I am in the process of converting my old barn into my workshop. Haven't done much woodworking to speak of in years. Getting ready to retire so......
Anyway, I'm guessing when it comes to dust collection, CFMs are more important than HP? I see most shop vacs have more HP than dust collection systems but the CFMs seem lower or non existent. Is a 1HP dust collection system sufficient for a hobby workshop?


----------



## woodnthings (Jan 24, 2009)

*Howdy!*

Dust collection has some basic principle involved, CFM, air speed, particle size....etc. There is a separate section here which will discuss that and even specific solutions and modifications to the standard Duct Collectors.
Here's one example of the discussion: http://www.woodworkingtalk.com/f2/dust-collection-basics-14733/

Yes, a 1 HP 450 CFM flow unit will work for a hobby shop, but you will want to have it mobile and move it around to each machine as you go for maximum efficiency. The 2 bag units like you are considering are certainly better than none at all, but a bag is not as efficient as a pleaded type cannister filter which traps the finer oarticles which are the most harmful. Again better than none at all but there are more efficient ways.

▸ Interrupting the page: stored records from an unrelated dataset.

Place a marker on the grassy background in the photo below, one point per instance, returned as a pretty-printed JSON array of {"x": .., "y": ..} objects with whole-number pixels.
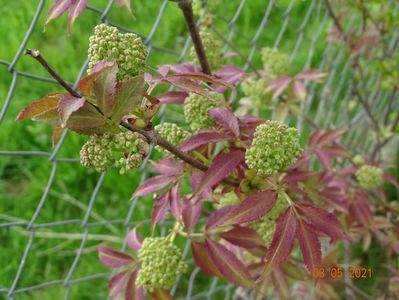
[{"x": 23, "y": 178}]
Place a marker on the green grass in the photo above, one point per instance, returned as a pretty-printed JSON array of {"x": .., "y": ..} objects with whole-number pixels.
[{"x": 23, "y": 178}]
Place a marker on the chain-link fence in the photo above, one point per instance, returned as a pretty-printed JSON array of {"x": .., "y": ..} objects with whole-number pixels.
[{"x": 299, "y": 28}]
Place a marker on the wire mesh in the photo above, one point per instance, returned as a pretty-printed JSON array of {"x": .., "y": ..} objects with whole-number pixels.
[{"x": 310, "y": 31}]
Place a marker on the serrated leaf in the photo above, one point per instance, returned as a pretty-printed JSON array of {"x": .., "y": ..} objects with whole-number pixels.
[
  {"x": 127, "y": 97},
  {"x": 175, "y": 201},
  {"x": 56, "y": 135},
  {"x": 243, "y": 237},
  {"x": 104, "y": 87},
  {"x": 67, "y": 105},
  {"x": 252, "y": 208},
  {"x": 74, "y": 11},
  {"x": 57, "y": 9},
  {"x": 85, "y": 85},
  {"x": 203, "y": 260},
  {"x": 112, "y": 258},
  {"x": 218, "y": 217},
  {"x": 167, "y": 166},
  {"x": 41, "y": 106},
  {"x": 321, "y": 220},
  {"x": 153, "y": 184},
  {"x": 134, "y": 239},
  {"x": 229, "y": 265},
  {"x": 282, "y": 242},
  {"x": 202, "y": 138},
  {"x": 226, "y": 119},
  {"x": 191, "y": 213},
  {"x": 185, "y": 84},
  {"x": 310, "y": 246},
  {"x": 220, "y": 168},
  {"x": 132, "y": 291}
]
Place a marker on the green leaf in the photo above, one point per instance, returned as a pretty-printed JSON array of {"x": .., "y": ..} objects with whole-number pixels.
[{"x": 127, "y": 97}]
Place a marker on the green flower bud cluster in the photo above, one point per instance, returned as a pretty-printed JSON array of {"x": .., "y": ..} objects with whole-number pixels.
[
  {"x": 124, "y": 150},
  {"x": 274, "y": 62},
  {"x": 369, "y": 177},
  {"x": 197, "y": 107},
  {"x": 213, "y": 50},
  {"x": 172, "y": 133},
  {"x": 128, "y": 50},
  {"x": 274, "y": 147},
  {"x": 266, "y": 226},
  {"x": 256, "y": 89},
  {"x": 228, "y": 199},
  {"x": 161, "y": 262}
]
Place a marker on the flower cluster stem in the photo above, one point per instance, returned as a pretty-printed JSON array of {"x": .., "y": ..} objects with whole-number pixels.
[{"x": 151, "y": 135}]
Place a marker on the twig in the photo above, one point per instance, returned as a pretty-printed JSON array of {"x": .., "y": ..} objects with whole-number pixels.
[
  {"x": 214, "y": 29},
  {"x": 151, "y": 135},
  {"x": 187, "y": 9}
]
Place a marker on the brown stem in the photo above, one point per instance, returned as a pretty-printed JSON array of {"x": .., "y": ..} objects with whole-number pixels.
[
  {"x": 232, "y": 46},
  {"x": 187, "y": 9},
  {"x": 151, "y": 135}
]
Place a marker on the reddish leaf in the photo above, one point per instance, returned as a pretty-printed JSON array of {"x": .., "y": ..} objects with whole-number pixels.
[
  {"x": 57, "y": 9},
  {"x": 46, "y": 104},
  {"x": 56, "y": 135},
  {"x": 329, "y": 136},
  {"x": 218, "y": 217},
  {"x": 67, "y": 106},
  {"x": 104, "y": 86},
  {"x": 168, "y": 166},
  {"x": 175, "y": 201},
  {"x": 173, "y": 97},
  {"x": 229, "y": 265},
  {"x": 112, "y": 258},
  {"x": 226, "y": 119},
  {"x": 85, "y": 118},
  {"x": 203, "y": 260},
  {"x": 322, "y": 220},
  {"x": 127, "y": 97},
  {"x": 252, "y": 208},
  {"x": 191, "y": 213},
  {"x": 153, "y": 184},
  {"x": 244, "y": 237},
  {"x": 310, "y": 246},
  {"x": 282, "y": 242},
  {"x": 159, "y": 209},
  {"x": 185, "y": 84},
  {"x": 132, "y": 292},
  {"x": 134, "y": 239},
  {"x": 117, "y": 283},
  {"x": 75, "y": 10},
  {"x": 221, "y": 167},
  {"x": 324, "y": 158},
  {"x": 201, "y": 76},
  {"x": 202, "y": 138},
  {"x": 85, "y": 85}
]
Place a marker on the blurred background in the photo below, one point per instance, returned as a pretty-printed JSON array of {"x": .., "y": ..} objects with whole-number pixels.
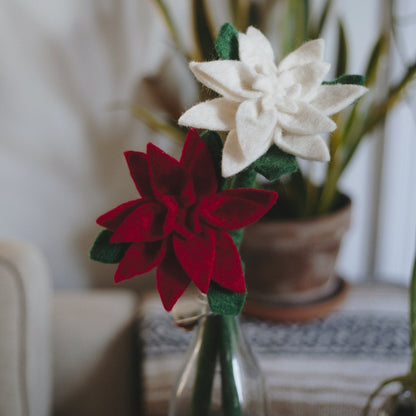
[{"x": 68, "y": 73}]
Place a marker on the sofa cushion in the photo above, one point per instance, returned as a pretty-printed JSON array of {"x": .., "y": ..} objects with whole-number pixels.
[
  {"x": 25, "y": 358},
  {"x": 96, "y": 353}
]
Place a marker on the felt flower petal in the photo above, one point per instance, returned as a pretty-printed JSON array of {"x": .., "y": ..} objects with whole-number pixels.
[
  {"x": 235, "y": 208},
  {"x": 306, "y": 121},
  {"x": 254, "y": 48},
  {"x": 232, "y": 79},
  {"x": 139, "y": 258},
  {"x": 217, "y": 114},
  {"x": 309, "y": 52},
  {"x": 139, "y": 171},
  {"x": 332, "y": 98},
  {"x": 197, "y": 157},
  {"x": 306, "y": 147},
  {"x": 308, "y": 76},
  {"x": 227, "y": 271},
  {"x": 233, "y": 159},
  {"x": 145, "y": 223},
  {"x": 196, "y": 256},
  {"x": 112, "y": 219},
  {"x": 255, "y": 126},
  {"x": 167, "y": 175},
  {"x": 171, "y": 280}
]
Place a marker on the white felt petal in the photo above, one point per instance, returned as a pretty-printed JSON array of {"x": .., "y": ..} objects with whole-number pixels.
[
  {"x": 217, "y": 114},
  {"x": 306, "y": 147},
  {"x": 254, "y": 48},
  {"x": 309, "y": 52},
  {"x": 333, "y": 98},
  {"x": 232, "y": 79},
  {"x": 306, "y": 121},
  {"x": 309, "y": 76},
  {"x": 233, "y": 160},
  {"x": 255, "y": 127}
]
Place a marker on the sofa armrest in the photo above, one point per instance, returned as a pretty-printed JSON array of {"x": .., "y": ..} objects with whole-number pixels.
[
  {"x": 25, "y": 356},
  {"x": 97, "y": 355}
]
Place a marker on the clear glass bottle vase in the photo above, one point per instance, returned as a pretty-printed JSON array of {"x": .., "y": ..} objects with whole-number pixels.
[{"x": 220, "y": 375}]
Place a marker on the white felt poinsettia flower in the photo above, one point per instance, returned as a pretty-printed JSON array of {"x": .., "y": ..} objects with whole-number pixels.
[{"x": 262, "y": 103}]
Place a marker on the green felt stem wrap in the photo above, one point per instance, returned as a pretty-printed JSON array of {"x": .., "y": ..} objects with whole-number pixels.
[
  {"x": 223, "y": 301},
  {"x": 413, "y": 325},
  {"x": 207, "y": 358},
  {"x": 228, "y": 343},
  {"x": 275, "y": 163},
  {"x": 214, "y": 143},
  {"x": 226, "y": 44}
]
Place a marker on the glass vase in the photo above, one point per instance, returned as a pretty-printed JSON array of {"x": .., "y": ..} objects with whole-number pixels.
[{"x": 220, "y": 375}]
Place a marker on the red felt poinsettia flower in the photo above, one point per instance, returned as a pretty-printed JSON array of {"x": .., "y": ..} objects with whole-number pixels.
[{"x": 180, "y": 224}]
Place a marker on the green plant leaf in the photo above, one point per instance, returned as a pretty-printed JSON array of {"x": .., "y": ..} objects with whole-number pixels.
[
  {"x": 342, "y": 50},
  {"x": 203, "y": 31},
  {"x": 106, "y": 252},
  {"x": 275, "y": 163},
  {"x": 225, "y": 302},
  {"x": 347, "y": 79},
  {"x": 213, "y": 140},
  {"x": 226, "y": 44}
]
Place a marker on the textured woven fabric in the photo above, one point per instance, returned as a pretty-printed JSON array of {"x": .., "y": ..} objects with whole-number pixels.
[{"x": 323, "y": 367}]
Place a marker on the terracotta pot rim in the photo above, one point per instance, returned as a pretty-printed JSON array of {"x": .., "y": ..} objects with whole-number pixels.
[{"x": 301, "y": 222}]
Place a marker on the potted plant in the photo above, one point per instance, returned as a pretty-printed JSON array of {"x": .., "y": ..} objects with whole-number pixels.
[{"x": 321, "y": 208}]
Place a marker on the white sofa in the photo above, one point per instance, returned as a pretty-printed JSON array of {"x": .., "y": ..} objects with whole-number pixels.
[{"x": 64, "y": 354}]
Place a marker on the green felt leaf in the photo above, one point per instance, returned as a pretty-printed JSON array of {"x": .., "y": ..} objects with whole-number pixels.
[
  {"x": 245, "y": 178},
  {"x": 275, "y": 163},
  {"x": 347, "y": 79},
  {"x": 104, "y": 251},
  {"x": 226, "y": 44},
  {"x": 225, "y": 302},
  {"x": 213, "y": 140}
]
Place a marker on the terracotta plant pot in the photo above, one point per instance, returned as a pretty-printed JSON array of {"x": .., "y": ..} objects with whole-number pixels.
[{"x": 290, "y": 265}]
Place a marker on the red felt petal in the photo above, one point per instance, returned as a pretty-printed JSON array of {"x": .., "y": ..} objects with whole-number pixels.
[
  {"x": 112, "y": 219},
  {"x": 167, "y": 175},
  {"x": 171, "y": 280},
  {"x": 236, "y": 208},
  {"x": 196, "y": 256},
  {"x": 227, "y": 270},
  {"x": 139, "y": 258},
  {"x": 198, "y": 159},
  {"x": 146, "y": 223},
  {"x": 139, "y": 171}
]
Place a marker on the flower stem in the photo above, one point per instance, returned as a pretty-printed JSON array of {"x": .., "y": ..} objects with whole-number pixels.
[
  {"x": 413, "y": 325},
  {"x": 230, "y": 397},
  {"x": 207, "y": 358}
]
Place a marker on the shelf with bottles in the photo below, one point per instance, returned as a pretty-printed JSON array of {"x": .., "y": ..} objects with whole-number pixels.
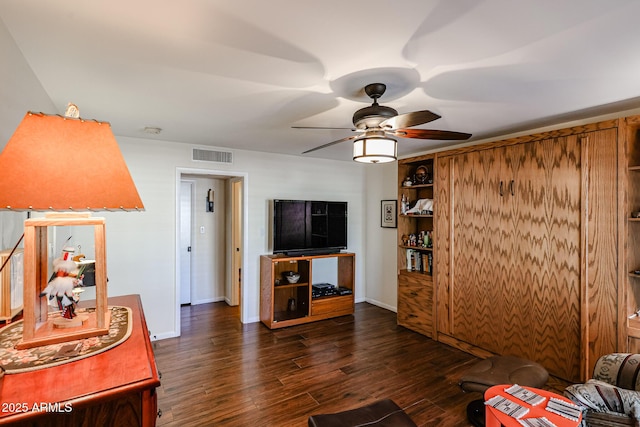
[
  {"x": 421, "y": 207},
  {"x": 419, "y": 261},
  {"x": 422, "y": 240}
]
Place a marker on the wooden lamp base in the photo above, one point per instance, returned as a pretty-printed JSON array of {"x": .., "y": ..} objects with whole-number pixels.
[{"x": 39, "y": 327}]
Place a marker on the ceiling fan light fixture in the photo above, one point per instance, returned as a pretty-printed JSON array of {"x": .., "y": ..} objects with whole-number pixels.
[{"x": 375, "y": 149}]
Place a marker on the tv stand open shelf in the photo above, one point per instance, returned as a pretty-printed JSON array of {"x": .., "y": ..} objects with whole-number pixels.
[{"x": 276, "y": 293}]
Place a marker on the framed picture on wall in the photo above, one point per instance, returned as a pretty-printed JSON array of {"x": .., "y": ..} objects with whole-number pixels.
[{"x": 388, "y": 214}]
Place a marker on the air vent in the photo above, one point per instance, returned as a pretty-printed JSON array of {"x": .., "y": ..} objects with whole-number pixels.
[{"x": 215, "y": 156}]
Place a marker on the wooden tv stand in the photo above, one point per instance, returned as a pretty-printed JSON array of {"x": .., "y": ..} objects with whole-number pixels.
[{"x": 276, "y": 292}]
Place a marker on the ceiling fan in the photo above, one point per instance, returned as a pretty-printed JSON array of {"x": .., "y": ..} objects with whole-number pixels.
[{"x": 374, "y": 123}]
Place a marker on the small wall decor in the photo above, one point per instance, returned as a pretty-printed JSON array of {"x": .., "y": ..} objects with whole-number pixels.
[
  {"x": 388, "y": 214},
  {"x": 210, "y": 200}
]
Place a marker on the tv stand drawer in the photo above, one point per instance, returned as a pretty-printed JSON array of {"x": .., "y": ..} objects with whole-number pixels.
[{"x": 320, "y": 306}]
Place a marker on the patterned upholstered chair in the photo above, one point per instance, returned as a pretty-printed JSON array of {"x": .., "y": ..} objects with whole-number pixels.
[{"x": 612, "y": 397}]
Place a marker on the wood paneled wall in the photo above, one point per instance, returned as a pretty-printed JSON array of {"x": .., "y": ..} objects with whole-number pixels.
[{"x": 526, "y": 256}]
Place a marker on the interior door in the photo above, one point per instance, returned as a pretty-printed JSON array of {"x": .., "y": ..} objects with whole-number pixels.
[
  {"x": 236, "y": 241},
  {"x": 186, "y": 189}
]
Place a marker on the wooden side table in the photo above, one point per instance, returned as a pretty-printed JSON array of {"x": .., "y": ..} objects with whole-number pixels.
[
  {"x": 111, "y": 389},
  {"x": 496, "y": 418}
]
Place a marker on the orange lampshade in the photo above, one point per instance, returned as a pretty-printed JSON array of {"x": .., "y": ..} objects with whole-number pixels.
[{"x": 65, "y": 164}]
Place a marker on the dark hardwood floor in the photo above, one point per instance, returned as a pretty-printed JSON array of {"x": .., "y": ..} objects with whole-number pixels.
[{"x": 223, "y": 373}]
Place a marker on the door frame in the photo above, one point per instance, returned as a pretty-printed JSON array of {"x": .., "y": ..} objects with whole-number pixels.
[
  {"x": 191, "y": 184},
  {"x": 220, "y": 174}
]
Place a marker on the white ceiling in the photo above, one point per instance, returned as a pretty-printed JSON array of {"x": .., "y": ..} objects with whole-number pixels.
[{"x": 241, "y": 73}]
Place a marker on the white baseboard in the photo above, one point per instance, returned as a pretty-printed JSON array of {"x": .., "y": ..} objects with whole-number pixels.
[
  {"x": 163, "y": 336},
  {"x": 207, "y": 300},
  {"x": 382, "y": 305}
]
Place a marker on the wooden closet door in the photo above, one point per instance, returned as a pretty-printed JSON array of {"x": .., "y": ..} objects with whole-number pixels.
[
  {"x": 475, "y": 231},
  {"x": 546, "y": 221}
]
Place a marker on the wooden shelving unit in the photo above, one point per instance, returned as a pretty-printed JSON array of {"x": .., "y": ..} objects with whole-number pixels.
[
  {"x": 631, "y": 129},
  {"x": 276, "y": 293},
  {"x": 416, "y": 286}
]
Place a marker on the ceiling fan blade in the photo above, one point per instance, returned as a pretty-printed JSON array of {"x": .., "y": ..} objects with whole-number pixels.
[
  {"x": 429, "y": 134},
  {"x": 320, "y": 127},
  {"x": 331, "y": 143},
  {"x": 408, "y": 120}
]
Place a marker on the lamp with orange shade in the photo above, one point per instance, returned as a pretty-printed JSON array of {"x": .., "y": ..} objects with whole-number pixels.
[{"x": 67, "y": 167}]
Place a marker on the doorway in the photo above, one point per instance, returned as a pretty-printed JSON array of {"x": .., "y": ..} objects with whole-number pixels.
[
  {"x": 230, "y": 207},
  {"x": 186, "y": 220}
]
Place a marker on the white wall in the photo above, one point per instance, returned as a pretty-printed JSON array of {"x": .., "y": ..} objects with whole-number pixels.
[
  {"x": 381, "y": 268},
  {"x": 141, "y": 245}
]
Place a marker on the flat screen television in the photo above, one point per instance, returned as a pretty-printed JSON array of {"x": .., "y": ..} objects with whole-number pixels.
[{"x": 309, "y": 227}]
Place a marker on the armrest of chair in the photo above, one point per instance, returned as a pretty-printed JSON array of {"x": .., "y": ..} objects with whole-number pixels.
[
  {"x": 597, "y": 396},
  {"x": 619, "y": 369}
]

Read through the DC section and then you will be up to speed! :yes: bill

BTW shop vacs are rated by HP and that is not an accurate measurement of air flow. As a rule bigger is better when it comes to almost all aspects of dust collection...pipe sizes, HP, CFM.
A shop vac is NOT a dust collector, but is very useful at collecting the discharge from a Radial Arm Saw, a orbital sander, a router table, and even an over the blade cover on a table saw.


----------



## jgt1942 (Mar 15, 2012)

Take a look at Bill's site (http://billpentz.com/woodworking/cyclone/index.cfm) he has a LOT of great info and will answer all of your questions.


----------